COUNT_DISTINCT aggregate
========================
This extension provides an alternative to COUNT(DISTINCT ...) which for large
amounts of data often ends in sorting and poor performance.
Functions
---------
There are two polymorphic aggregate functions, handling fixed length
data types passed by value (i.e. up to 8B values on 64-bit machines):
* `count_distinct(p_value anyelement)`
* `array_agg_distinct(p_value anyelement)`
Two more functions accept arrays of the same types:
* `count_distinct_elements(p_value anyarray)`
* `array_agg_distinct_elements(p_value anyarray)`
and work with the elements of the input array (instead of the array
value itself).
Extending this approach to other data types (passed by reference) shoul
be rather straight-forward. But it's important to be very careful about
memory consumption, as the approach keeps everything in RAM. This issue
is discussed in more detail in one of the following sections.
Performance
-----------
So, what's wrong with plain COUNT(DISTINCT ...). Let's use this table
for some tests
CREATE TABLE test_table (id INT, val INT);
INSERT INTO test_table
SELECT mod(i, 1000), (1000 * random())::int
FROM generate_series(1,10000000) s(i);
ANALYZE test_table;
Now, let's try this query
SELECT id, COUNT(DISTINCT val) FROM test_table GROUP BY 1
which is executed like this
GroupAggregate (cost=1443649.74..1518660.10 rows=1000 width=8)

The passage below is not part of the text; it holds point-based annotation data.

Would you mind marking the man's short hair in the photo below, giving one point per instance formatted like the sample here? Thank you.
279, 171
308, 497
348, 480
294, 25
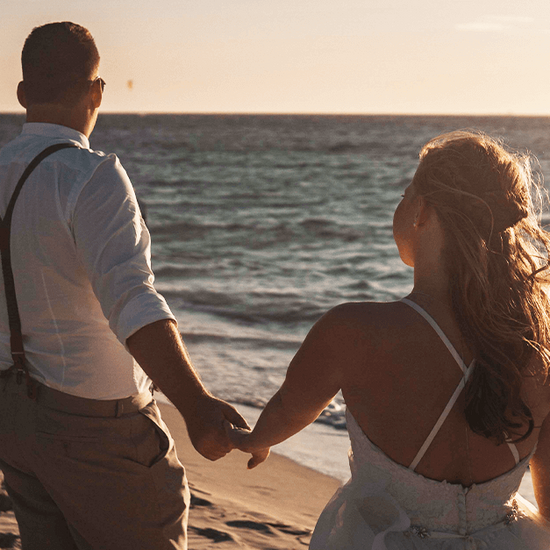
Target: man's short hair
58, 61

-> Sort (cost=1443649.74..1468649.86 rows=10000048 width=8)
Sort Key: id
-> Seq Scan on test_table (cost=0.00..144248.48 rows=...
(4 rows)
On my machine, it takes between 11.5 and 12 seconds, no matter what, and
about ~90% of the time is spent on the sort. So let's see if we can do
that without the sort faster using the COUNT_DISTINCT() aggregate:
SELECT id, COUNT_DISTINCT(val) FROM test_table GROUP BY 1
which results in an explain plan like this:
HashAggregate (cost=194248.72..194261.22 rows=1000 width=8)
-> Seq Scan on test_table (cost=0.00..144248.48 rows=10000048 ...
(2 rows)
This aggregate function takes ~4.1 seconds and produces exactly the same
results (but unsorted).
Issues
------
The current implementation works only with fixed-length values passed by
value (i.e. limited by the pointer size), but it should be rather simple
to extend this to other data types. One way to overcome this limitation
is hashing the value into a 32/64-bit integers, and then passing these
hash values to count_distinct (see https://github.com/tvondra/pghashlib
for a good library of hash functions). However be careful as this
effectively turns `count_distinct` into an estimator.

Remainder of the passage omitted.